勝負どころは淀の坂上
'09新種牡馬外伝 - ザッツザプレンティ
ザッツザプレンティの菊花賞は、春のクラシックや前哨戦の結果を踏まえた文脈で観ると非常に面白いレースだった。禁忌とされる淀の坂上から自ら動き、骨を切らせて肉を断つ我慢比べに持ち込む。ザッツザプレンティのステイヤーとしての天賦とネオユニヴァースらライバルの特質を把握した上で、勝つとすればコレしかないという展開とペースに持ち込んだ安藤勝巳騎手の手練である。
ザッツザプレンティはご存知のとおり、モンスターサイアー*サンデーサイレンスの孫世代の種牡馬だ。孫サイアーはこれまでのところ、フジキセキ産駒のダイタクリーヴァやキタイ、エイシンサンディ産駒のミツアキサイレンス、タヤスツヨシ産駒ナスダックパワー、ダンスインザダーク産駒のツルマルボーイ、ダイタクバートラム、当馬ザッツザプレンティなどが種牡馬入りしている。
ただしその成績で言えば、ダイタクリーヴァがブライティアパルスを出している程度で、コレという産駒は出ていない。どの馬も種付け数が伸びておらず、ツルマルボーイは結果らしい結果が出る前に種牡馬引退に追い込まれてしまった。
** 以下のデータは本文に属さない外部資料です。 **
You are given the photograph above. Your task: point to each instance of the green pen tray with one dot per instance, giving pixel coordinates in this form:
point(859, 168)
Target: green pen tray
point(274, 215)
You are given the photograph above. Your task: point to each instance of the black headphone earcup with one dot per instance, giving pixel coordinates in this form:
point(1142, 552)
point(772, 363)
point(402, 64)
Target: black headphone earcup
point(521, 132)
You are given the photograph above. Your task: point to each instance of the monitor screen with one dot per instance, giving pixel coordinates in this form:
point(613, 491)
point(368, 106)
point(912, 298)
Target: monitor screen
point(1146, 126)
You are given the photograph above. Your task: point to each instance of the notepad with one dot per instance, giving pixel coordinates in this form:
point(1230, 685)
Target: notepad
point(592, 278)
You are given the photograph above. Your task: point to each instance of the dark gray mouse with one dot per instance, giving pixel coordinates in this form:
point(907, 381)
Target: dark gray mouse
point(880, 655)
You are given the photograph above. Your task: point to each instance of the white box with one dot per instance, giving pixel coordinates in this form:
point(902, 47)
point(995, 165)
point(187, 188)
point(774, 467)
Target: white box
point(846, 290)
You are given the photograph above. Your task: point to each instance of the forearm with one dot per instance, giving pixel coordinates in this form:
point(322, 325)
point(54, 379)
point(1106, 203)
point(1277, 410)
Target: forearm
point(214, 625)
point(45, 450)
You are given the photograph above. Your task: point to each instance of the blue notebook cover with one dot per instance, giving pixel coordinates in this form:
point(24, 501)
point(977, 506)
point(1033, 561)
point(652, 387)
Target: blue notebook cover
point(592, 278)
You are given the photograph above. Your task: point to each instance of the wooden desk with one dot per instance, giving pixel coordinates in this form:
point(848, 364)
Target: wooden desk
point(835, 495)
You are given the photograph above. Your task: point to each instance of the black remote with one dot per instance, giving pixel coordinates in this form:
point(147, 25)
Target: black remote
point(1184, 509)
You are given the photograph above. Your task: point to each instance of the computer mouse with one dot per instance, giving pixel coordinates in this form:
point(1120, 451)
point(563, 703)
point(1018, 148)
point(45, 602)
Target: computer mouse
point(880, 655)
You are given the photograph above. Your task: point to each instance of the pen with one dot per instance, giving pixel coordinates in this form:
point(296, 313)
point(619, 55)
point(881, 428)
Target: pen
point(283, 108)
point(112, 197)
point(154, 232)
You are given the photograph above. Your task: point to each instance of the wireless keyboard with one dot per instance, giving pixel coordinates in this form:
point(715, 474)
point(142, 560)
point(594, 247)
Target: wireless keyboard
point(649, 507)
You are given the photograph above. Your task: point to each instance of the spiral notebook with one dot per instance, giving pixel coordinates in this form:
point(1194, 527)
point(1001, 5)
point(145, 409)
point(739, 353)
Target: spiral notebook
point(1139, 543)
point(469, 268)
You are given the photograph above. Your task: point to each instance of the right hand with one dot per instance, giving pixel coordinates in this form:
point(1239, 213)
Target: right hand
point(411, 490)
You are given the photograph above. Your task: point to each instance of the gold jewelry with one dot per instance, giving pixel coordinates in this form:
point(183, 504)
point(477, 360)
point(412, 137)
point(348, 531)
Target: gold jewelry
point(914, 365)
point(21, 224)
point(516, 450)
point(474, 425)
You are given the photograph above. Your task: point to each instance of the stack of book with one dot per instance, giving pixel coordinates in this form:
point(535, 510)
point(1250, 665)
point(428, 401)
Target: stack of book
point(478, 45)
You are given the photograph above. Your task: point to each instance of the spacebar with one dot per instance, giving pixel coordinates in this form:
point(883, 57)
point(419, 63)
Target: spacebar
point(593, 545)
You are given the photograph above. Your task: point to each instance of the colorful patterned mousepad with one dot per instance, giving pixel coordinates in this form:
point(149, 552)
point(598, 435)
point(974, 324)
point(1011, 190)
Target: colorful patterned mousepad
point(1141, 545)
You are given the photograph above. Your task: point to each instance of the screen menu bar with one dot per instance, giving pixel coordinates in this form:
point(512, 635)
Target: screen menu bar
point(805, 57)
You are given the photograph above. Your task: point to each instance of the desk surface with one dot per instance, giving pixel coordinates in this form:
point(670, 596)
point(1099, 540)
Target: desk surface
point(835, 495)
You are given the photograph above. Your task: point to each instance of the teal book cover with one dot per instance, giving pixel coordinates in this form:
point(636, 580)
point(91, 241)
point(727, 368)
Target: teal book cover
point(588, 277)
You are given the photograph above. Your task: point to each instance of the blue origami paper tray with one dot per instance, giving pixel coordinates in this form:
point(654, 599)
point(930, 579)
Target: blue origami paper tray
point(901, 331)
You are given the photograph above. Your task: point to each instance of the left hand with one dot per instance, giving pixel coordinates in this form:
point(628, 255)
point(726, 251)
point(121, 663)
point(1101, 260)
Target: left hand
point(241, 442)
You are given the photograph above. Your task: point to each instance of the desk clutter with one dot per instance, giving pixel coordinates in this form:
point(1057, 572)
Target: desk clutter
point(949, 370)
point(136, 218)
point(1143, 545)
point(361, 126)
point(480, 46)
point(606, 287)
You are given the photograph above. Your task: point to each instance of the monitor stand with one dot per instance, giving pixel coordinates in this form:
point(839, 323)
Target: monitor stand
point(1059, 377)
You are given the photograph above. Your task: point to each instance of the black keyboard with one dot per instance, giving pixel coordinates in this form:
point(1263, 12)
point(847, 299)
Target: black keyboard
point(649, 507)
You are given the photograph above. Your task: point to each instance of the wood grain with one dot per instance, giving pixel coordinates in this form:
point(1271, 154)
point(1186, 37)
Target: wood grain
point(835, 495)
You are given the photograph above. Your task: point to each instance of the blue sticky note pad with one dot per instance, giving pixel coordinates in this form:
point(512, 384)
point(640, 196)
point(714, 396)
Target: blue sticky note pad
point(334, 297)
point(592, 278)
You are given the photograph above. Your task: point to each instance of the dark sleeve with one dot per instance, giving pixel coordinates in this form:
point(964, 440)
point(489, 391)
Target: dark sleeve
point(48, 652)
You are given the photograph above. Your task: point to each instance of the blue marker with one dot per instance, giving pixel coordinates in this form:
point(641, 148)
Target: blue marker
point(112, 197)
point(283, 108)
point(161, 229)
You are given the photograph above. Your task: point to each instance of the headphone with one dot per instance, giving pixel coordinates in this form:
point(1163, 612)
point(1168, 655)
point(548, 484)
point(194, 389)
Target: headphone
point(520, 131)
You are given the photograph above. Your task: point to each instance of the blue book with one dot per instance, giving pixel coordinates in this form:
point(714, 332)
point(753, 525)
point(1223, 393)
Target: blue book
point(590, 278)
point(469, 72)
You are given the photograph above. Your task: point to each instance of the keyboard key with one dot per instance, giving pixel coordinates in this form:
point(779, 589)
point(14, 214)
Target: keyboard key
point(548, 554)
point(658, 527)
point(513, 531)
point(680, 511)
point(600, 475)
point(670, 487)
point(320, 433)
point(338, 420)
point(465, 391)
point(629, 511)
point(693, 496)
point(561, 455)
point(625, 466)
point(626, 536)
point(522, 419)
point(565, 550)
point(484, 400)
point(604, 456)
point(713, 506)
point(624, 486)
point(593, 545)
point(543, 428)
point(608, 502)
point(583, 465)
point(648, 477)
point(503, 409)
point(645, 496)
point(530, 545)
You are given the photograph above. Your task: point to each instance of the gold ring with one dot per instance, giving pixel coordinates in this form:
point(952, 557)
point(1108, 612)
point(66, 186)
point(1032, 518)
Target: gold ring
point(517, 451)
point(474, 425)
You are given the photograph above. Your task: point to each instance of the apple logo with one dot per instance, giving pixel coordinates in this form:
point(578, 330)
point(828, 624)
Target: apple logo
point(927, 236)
サンデーのストロングポイントが、代を経ることでボヤけて小粒になっている印象もあるのだろう。
とはいえ昨年もエアトゥーレとディープスカイがサンデー父系の孫として初めて春の牡馬クラシックを勝ったし、本当の勝負はこれからというところだ。
さて、ザッツザプレンティも例に漏れず苦戦中ではある。初年度こそ51頭を集めたが2年目22頭、昨年はわずか5頭。競走馬としてのアイデンティティであったステイヤーとしての資質が、種牡馬としてはやはりプラスには働かないというジレンマに苦しんでいる。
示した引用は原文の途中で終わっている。